TNC as a Clinical Biomarker of Stroke

In clinical settings of SAH, EBI is very difficult to be diagnosed precisely. Loss of consciousness at ictus, poor initial clinical grade, a large amount of SAH and/or intraventricular hematoma, presence of global cerebral edema, and inflammatory mediators have been generally used as surrogate markers of EBI (20). However, these markers are neither objective nor specific to EBI (35). Highly specific biomarkers that reflect EBI and predict the development of DCI are needed to enable earlier diagnosis and treatment of EBI and DCI (67). The ideal biomarkers should be easily measured via simple methods and provide accurate and prompt results (95).
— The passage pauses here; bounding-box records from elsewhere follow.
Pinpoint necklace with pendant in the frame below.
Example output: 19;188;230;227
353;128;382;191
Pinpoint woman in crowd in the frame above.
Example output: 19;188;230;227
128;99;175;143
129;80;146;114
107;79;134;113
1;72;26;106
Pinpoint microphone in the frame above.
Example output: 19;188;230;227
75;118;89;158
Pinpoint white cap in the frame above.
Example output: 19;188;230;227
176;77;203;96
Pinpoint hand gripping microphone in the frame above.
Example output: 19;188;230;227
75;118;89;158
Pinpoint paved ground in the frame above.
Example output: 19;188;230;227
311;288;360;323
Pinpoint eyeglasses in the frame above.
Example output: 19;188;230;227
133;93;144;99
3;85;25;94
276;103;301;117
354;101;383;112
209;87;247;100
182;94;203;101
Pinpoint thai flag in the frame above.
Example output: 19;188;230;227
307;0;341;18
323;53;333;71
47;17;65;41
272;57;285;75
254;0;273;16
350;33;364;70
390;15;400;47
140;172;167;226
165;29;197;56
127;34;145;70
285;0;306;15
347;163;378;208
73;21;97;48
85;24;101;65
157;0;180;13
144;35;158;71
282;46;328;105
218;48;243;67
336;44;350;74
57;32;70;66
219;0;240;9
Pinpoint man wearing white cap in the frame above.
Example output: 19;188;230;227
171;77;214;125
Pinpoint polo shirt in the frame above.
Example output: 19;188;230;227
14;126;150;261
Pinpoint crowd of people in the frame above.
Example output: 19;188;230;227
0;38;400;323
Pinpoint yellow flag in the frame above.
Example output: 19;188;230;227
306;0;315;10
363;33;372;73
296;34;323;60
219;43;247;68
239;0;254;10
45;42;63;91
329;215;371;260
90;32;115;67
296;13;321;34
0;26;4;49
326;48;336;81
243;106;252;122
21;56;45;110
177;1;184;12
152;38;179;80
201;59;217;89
If TNC upregulation after stroke reflects secondary brain injury, blood and CSF TNC concentrations can be a candidate for biomarkers: both concentrations are easily measured using an enzyme-linked immunosorbent assay (35). Previous studies have shown that the level of TNC containing alternatively spliced B or C domains in both CSF and peripheral blood may be used as a diagnostic and prognostic biomarker of inflammation and tissue remodeling processes in several diseases such as cardiomyopathy, myocarditis, osteoarthritis, hepatitis, and tumor (58, 96100).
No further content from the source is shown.